Henüz 14 yaşında idi

Bir akrabası ona bağlama verdi

Arkasından;

‘Sana hediyem olsun, bunu çalmayı öğren’ dedi

Bağlamayı aldı, evirdi, çevirdi. Daha önce hiç görmediği bir şeydi, çalmayı bırak, nasıl çalınacağı hakkında hiçbir bilgisi yoktu.

Parmakları tellere dokundu, birden odanın içini tiz bir ses doldurdu, çıkan sesten ürktü, korku ile karışık bir hayranlıkla bağlamaya baktı.

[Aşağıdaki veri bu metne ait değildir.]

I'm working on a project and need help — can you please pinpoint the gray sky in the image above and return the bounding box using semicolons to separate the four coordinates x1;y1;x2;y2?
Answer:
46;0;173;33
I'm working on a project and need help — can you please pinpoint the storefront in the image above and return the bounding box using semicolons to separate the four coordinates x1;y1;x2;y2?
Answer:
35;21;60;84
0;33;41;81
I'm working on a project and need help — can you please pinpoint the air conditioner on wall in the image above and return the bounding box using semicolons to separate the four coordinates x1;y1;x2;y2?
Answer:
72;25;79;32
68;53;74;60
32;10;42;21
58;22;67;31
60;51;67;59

‘Bu nasıl çalınacak ki?’ diye söylendi

Nasıl ve kimden öğreneceğini de bilmiyordu

Birden aklına;

‘Düğünlere gider, oradaki saz ustalarından bunun nasıl çalındığını öğrenirim’ düşüncesi geldi.

Bu düşünce ile rahatladı

Düğünleri beklemeye başladı

Nihayet beklediği oldu, komşunun düğünü olacağını duydu, o günü iple çekmeye başladı, düğün akşamı bağlamasını aldı, düğün evinin yolunu tuttu. Çalgıcıların yanına vardı, onlarla merhabalaştı, durumu anlattı, bağlamanın nasıl çalınacağını sordu.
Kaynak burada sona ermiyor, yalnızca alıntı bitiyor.